Critiqué par l'opposition de gauche mais aussi par certaines voix à droite et par le Medef après son "discours de Grenelle", lundi, Dominique de Villepin a invoqué mercredi soir "l'urgence économique et sociale".
"Toutes ces annonces, pourquoi ? Parce qu'il y a urgence. S'il n'y avait pas tant de difficultés, il n'y aurait pas tant de décisions à prendre", a affirmé le Premier ministre, qui était l'invité de France 2.
"C'est une mobilisation tous azimuts que nous avons engagée dans tous les domaines. Certains observateurs s'attendaient à ce que pendant deux ans on regarde passer les ballons, on attende les échéances électorales, ce n'est certainement pas ce que nous voulons faire. Nous voulons traiter (...) l'urgence sociale, l'urgence économique", a-t-il martelé.
"Nous n'avons pas l'éternité devant nous. Nous devons agir vite, bien, bien sûr, mais plus vite pour davantage répondre aux inquiétudes et aux impatiences des Français", a insisté Dominique de Villepin.
Lors de sa réunion avec les partenaires sociaux au ministère du Travail, lundi, le Premier ministre a proposé un plan d'action, axé sur une sécurisation des parcours professionnels et une meilleure récompense des efforts des salariés.
La mesure-phare, la mise en place à titre expérimental dans six bassins d'emploi en difficulté d'un "contrat de transition professionnelle" (CTP) destiné aux licenciés économiques d'entreprises de moins de 300 salariés, a suscité le scepticisme des syndicats et la colère du Medef.
La présidente de l'organisation patronale, Laurence Parisot, a critiqué une "logique très étatique".
Elle a souligné que l'annonce du CTP interférait sans concertation dans le dialogue entre les partenaires sociaux.
"Nous faisons bouger les lignes, nous sommes dans un temps de changement, il faut de la mobilisation, de l'énergie, de l'audace, c'est de tout cela dont la France a besoin", a répliqué Dominique de Villepin mercredi soir.

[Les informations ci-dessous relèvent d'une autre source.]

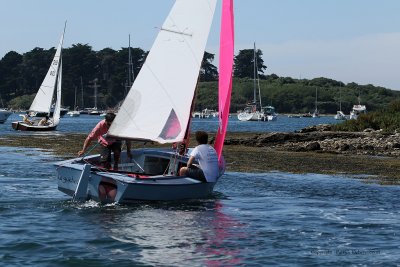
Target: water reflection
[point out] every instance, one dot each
(196, 231)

"Je veux le faire avec une règle importante, celle du dialogue social. Cela implique de mettre les sujets sur la table et d'accepter de se parler les uns et les autres davantage (...) Nous souffrons d'un déficit de dialogue", a-t-il poursuivi.
"C'est bien sûr aux partenaires sociaux d'engager ce dialogue d'abord mais c'est à l'Etat de prendre aussi ses responsabilités. Nous voulons encourager ce dialogue, créer les conditions du dialogue", a insisté le Premier ministre.
Il a rappelé que l'emploi était la priorité de son gouvernement et que la baisse du chômage enregistré depuis son arrivée à Matignon il y a six mois était "un mouvement" qu'il fallait "amplifier".